To the individual who keeps writing me telling and tell me how bad my stories are, please do us both a favor and stop reading them! Don't bother with my stories! I don't want you to get all upset and be pissed off at the world. I think you are a little sad. If you don't like the type of stories I write, why the hell do you read ALL of them? Maybe you just like to write me nasty notes and give my on grade on them just to lower my score. If so that's OK. But, news Flash guy, I'm not in this to try to win anything I don't care what my score is. And I have large shoulders so you don't upset me. But it sounds to me like you protest to much! Come on now, tell us all, you really like my stories deep down inside that small brain of yours. Oh, and perhaps you might write a story or two of your own so we could review yours! Just an idea since this is a place you could write if you could write.
Now all of those nice folks who have sent me your good wishes and those who have made real recommendations on improving my writing, I thank you very much!
"Where the hell have you been for the past 3 hours?" my wife asked as I opened the door.
I replied, "I was over Paul's you knew that. I told you before I left where I was gong."
Shirl said, "What could you possibly do over there for almost 4 hours?"
I said, "what the hell do you do when you're out all weekend for more than that?"
"Was Mandy there too?" she asked.
I smiled and said, "Yes she was, but Paul and I were in the basement talking about learning to play golf. There's a class starting next week. And, Mandy thinks it is a good idea. She told us we need the exercise. Why? What did you want me for? Weren't you out too?"
She said, "Yes I was out for a while. I went to the store with our daughter and brought groceries. That's when I could have used some help with them bring them into home."
I said, "Well I'm sorry but I wasn't about to sit around here another Saturday all by myself while you're out doing whatever the hell you do all damn Saturday, every weekend. By the way they're coming over tonight to play cards."
The fight lasted about a half hour with her finally leaving and going upstairs to sew and get ready for her Sunday Sewing class. As usual our relationship fell another step deeper into regret again this weekend. It seemed like this was a normal weekend. We weren't together and when we were we were bickering as my daughter calls it. But there was something deeper between my wife and I, deeper than just bickering!
She said, "Oh good I want to talk to Mandy anyway. What time?"
I said, "7:30 PM and I'll go get the snacks."
At 7:30PM Paul and Mandy came over and we sat around chatting for a bout half an hour before sitting down and playing cards. As we started to play Mandy said mainly to Shirl, "Did Bud tell you the boys are thinking about playing golf? They're actually going to get lessons!"
Shirl said, "Oh yes Bud did mention it. When are you going to start?"
Paul said, "I....I'm not sure when the class actually starts do you know Mandy?"
I smiled and waited for her to tell me when our next sex would be. She said, "well the ad I saw said it actually starts this coming Tuesday. It's actually sign up that night. But if you can't make it I'm sure you can go the following Saturday afternoon. That's when the classed start for real."
I was looking at her and smiling as she pushed her big breasts up on the table. I said, "Well I can make the Tuesday meeting can you Paul?"
Paul said, "Well I'm not sure Bud."
But Mandy said, "Oh sure you can Paully what else do you have to do?"
He said, "Nothing I guess. OK Bud Tuesday it is. I'll check the time and let you know."
"Great", I aid, "I'm really looking forward to it!"
Mandy said, "I bet you are. Shirl have you ever wanted to play golf?"
Shirl told them, "Well I don't really have much interest in it Mandy. I would rather sew."
Mandy said, "Oh yes!

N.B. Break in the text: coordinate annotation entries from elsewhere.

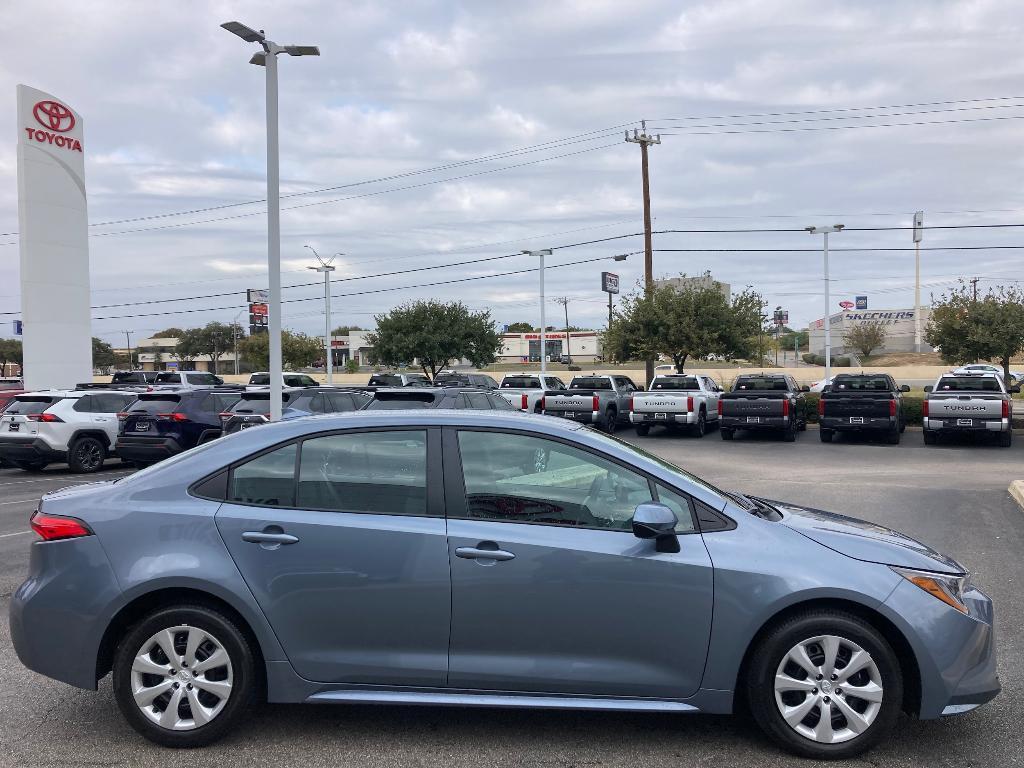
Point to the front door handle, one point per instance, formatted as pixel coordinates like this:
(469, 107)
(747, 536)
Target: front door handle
(269, 537)
(474, 553)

That's what Bud said this afternoon. To bad I hear it's a lot of fun playing with those small balls."
I busted out laughing and my wife just looked at me. Paul smiled and Mandy's eyes glazed with an evil smile. She said, "Oh you men!! Get your mind out of the gutter for once! GOD!"
We played cards and the lady's were not winning for once. I said, "Too bad we're not playing strip poker tonight Paul. We're kicking ass!"
Shirl said, "Leave it to you to bring sex into this. Don't you ever have anything else on your small brain?"